韓国では日本料理を「日式(イルシク)」といってきた。韓国料理は「韓式」で洋食は「洋式」だ。ところがこれまで韓国の日本料理には問題があった。
北京勤務からソウル勤務になった日本人ビジネスマンは「日本料理は北京の方がうまい」とよく言っていた。つまり韓国の日本料理は韓国化されたところがあって本物を食った気がしないというのだ。たしかに日本料理にキムチや生ニンニクは合わないし、刺身も白身だけを山盛りにされては日本料理にならない。
韓国の日本料理は大衆化し過ぎて韓国風にアレンジされたため、不味くなってしまった。一方、中国では日本料理は完全に外国料理として存在しているため、本場に近くてうまいというわけだ。
韓国はそれがわかったのか、近年、新たな和食ブームが起こっている。

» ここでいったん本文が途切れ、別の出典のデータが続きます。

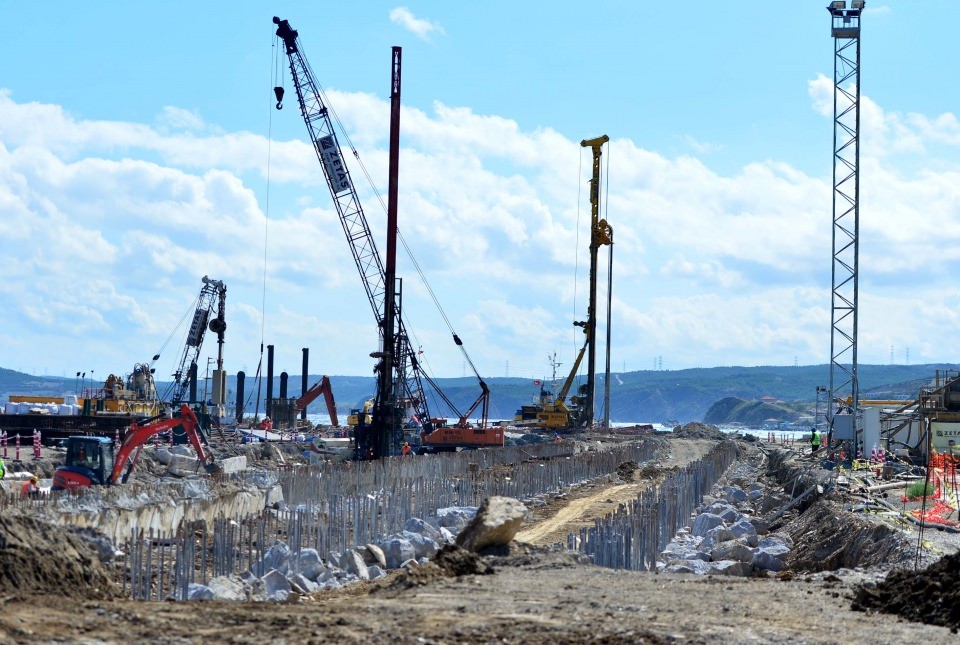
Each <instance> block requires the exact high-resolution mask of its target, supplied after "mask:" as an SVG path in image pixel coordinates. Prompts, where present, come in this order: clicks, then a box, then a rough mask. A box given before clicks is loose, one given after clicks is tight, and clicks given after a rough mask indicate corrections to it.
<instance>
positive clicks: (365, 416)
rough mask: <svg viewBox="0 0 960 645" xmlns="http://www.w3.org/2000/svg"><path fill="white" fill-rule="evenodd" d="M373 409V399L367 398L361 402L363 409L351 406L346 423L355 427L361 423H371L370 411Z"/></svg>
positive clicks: (371, 422)
mask: <svg viewBox="0 0 960 645" xmlns="http://www.w3.org/2000/svg"><path fill="white" fill-rule="evenodd" d="M372 411H373V399H367V401H365V402H364V404H363V409H361V408H353V409H352V410H350V415H349V416H348V417H347V425H349V426H353V427H354V428H356V427H357V426H358V425H360V424H361V423H363V424H366V425H369V424H371V423H373V417H372V416H371V413H372Z"/></svg>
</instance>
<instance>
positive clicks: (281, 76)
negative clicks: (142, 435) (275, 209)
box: [245, 29, 283, 419]
mask: <svg viewBox="0 0 960 645" xmlns="http://www.w3.org/2000/svg"><path fill="white" fill-rule="evenodd" d="M272 31H273V30H272V29H271V32H272ZM270 48H271V49H272V50H273V51H272V52H271V58H272V60H271V61H270V82H271V83H272V84H273V85H274V86H276V83H277V80H278V79H280V78H282V77H283V75H282V74H281V73H280V49H279V48H278V47H277V36H276V35H275V34H273V33H271V38H270ZM273 107H274V106H273V105H270V106H269V107H268V108H267V112H268V113H269V115H270V116H269V117H268V118H267V186H266V190H265V197H264V199H265V204H264V208H263V291H262V293H261V295H260V359H259V360H258V361H257V374H256V376H255V377H254V378H256V380H257V403H256V408H255V409H254V419H256V418H258V417H259V416H260V392H261V387H262V380H263V379H262V378H261V376H262V369H263V345H264V336H265V329H266V323H267V249H268V244H267V243H268V241H269V231H270V162H271V161H272V159H273V109H272V108H273ZM250 396H253V393H252V392H251V393H250ZM250 396H248V397H247V400H246V401H245V404H246V403H249V402H250Z"/></svg>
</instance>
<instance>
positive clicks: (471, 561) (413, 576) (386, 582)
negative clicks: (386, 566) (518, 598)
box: [371, 544, 494, 593]
mask: <svg viewBox="0 0 960 645" xmlns="http://www.w3.org/2000/svg"><path fill="white" fill-rule="evenodd" d="M493 572H494V570H493V567H492V566H490V565H489V564H487V563H485V562H484V561H483V560H482V559H481V558H480V556H479V555H477V554H476V553H474V552H473V551H467V550H466V549H462V548H460V547H458V546H456V545H455V544H447V545H444V547H443V548H442V549H440V550H439V551H438V552H437V555H436V556H434V558H433V560H431V561H430V562H427V563H425V564H422V565H419V566H411V567H408V568H407V569H406V570H404V571H401V572H400V573H399V574H398V575H397V576H396V577H395V578H393V579H390V580H389V581H385V582H384V584H382V585H379V586H375V587H373V588H372V589H371V593H374V592H376V591H378V590H379V589H389V590H396V589H409V588H410V587H419V586H424V585H428V584H430V583H432V582H435V581H437V580H440V579H442V578H457V577H460V576H468V575H488V574H492V573H493Z"/></svg>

豊かになって本物(つまりブランド)志向が強まったのだ。和食の「美しさ」や「ヘルシーさ」は韓国社会に洗練されたものとして圧倒的人気なのだ。
政界は反日が大好きなのに昔から会食となると「日式」料理店を好んで使った。今でもそれは変わらないが、行く店が変わった。みんな高級寿司屋でやっている。大衆には回転寿司や和風居酒屋が大人気で、特に若いカップルにはそれがカッコいいデートコースになっている。屋号も純和風の平仮名が多く、赤提灯となって軒下にかかっている。大学の周辺など若者街ではラーメン、タコヤキも定着した。